In effect, this means he is likely to be either a puppet actor (potentially even a full-time intelligence agent) or a construct – a straw man designed to draw attention away from the root aims of the state.
The purpose of these distractions is to confound security analysts’ attempts to plug the gaps hackers are entering through – if you don’t know whether you are facing a single hacker in a basement in Kraków or the combined power of a state intelligence agency, it’s hard to know how to prepare against attack.
As a result, it’s essential that security directors have a comprehensive view over all their defence systems in order to identify a wide range of attack types. The best way to counter an unknown enemy is to have visibility into activity at all entry points.
State-sponsored hackers are also often identifiable by their dedication to a specific target. Criminal hacking is usually designed to target the largest possible number of victims in order to increase the chances that someone will click on a malicious link or mistakenly transfer money.

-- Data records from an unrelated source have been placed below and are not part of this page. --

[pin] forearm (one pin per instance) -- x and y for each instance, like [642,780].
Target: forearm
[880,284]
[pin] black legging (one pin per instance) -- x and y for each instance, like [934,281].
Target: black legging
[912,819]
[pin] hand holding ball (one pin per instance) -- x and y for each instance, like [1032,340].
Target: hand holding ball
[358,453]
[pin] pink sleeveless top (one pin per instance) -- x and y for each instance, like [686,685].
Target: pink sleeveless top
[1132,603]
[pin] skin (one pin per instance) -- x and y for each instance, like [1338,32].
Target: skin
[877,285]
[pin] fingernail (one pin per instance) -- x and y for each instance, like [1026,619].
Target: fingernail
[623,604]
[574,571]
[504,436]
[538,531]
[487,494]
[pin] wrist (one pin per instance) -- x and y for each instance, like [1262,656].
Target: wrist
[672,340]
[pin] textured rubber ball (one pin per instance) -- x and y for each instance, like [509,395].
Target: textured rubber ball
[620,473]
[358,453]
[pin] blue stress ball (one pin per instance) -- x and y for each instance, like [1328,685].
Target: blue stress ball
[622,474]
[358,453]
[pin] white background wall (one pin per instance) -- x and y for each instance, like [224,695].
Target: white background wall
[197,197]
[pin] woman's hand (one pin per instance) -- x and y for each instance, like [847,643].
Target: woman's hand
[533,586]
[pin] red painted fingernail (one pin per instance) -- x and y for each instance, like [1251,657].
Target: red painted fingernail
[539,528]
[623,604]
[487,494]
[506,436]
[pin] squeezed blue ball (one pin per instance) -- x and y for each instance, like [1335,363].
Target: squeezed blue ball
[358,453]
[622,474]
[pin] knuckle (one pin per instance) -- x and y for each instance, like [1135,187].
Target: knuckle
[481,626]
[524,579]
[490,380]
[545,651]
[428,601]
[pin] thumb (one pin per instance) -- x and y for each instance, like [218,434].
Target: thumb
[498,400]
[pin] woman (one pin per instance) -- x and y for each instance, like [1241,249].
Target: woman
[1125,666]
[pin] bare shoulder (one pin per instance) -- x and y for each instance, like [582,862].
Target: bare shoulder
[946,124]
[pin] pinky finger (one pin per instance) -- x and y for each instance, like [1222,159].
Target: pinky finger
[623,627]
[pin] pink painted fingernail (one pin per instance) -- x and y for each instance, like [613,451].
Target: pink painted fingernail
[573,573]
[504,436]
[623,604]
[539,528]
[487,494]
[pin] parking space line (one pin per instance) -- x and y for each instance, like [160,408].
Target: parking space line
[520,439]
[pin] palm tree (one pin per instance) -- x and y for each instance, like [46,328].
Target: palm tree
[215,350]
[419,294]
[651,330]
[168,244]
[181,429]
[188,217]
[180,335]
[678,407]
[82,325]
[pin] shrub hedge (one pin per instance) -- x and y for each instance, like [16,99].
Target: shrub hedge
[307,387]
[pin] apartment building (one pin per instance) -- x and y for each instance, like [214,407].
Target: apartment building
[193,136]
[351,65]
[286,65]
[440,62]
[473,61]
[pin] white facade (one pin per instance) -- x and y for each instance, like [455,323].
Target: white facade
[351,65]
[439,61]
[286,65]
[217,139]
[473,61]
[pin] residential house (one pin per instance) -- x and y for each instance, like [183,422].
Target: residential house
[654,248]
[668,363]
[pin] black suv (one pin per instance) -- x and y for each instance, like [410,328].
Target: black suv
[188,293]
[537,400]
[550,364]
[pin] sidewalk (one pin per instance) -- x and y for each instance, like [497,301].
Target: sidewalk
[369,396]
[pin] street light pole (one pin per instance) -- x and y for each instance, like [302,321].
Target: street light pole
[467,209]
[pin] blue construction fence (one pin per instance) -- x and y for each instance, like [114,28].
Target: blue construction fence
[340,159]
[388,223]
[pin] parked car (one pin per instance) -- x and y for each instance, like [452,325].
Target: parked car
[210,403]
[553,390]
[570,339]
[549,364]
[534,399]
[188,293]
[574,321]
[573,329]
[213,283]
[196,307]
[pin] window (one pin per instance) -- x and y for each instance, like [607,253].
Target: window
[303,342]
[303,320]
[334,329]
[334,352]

By contrast, state hackers are more likely to have a particular high-value target in their sights, and as such, will often dedicate more time and effort to finding an entry point.
For example, the WADA breach was executed through a successful spearphishing campaign, in which phishing emails were closely tailored to that particular organisation, containing details and inside knowledge which fool employees into believing the communications are genuine.
They then open malicious documents or install malicious software. Another example of this is the so-called ‘CEO scam’ method, in which an email purporting to be from the company chief requests the employee make a money transfer to the attacker.
Organisations need to ensure they have strict communications policies in place in order to combat this, and educate their employees in the types of email they can expect to receive from management, and what is likely to be malicious. Caution is of paramount importance – any irregularity should be viewed with suspicion.
Another frequently deployed tactic is to quietly remain embedded on the network once access has been gained.
For example, some malware can edit its code once installed to mask its presence, making it harder for security solutions to backtrace it and remove it.
It can then gather sensitive data in secret, either extracting personal details or monitoring communications and feeding it back to the hacker. This has the added benefit of allowing the hacker to develop a long-term picture of the target organisation – its habits, regular contacts, ongoing crises and so on.
As a result, security teams need to be aware that a lack of immediate fallout after a suspicious incident does not necessarily mean that the danger is past – it may be only biding its time.
State-sponsored hacking is becoming an increasingly public cyber threat, and organisations across the world need to ready themselves for the possibility of a highly targeted, stealthy attack.
Many organisations are used to the idea of scattergun cyber crime, but are unprepared to meet a well-equipped and dedicated state-level attacker. It is the duty of security operations directors to address this now, and ensure that they have complete visibility into their security posture.
With hackers’ tactics evolving all the time, a comprehensive and flexible threat response is a must – neither governments nor enterprises can afford to leave the back door open.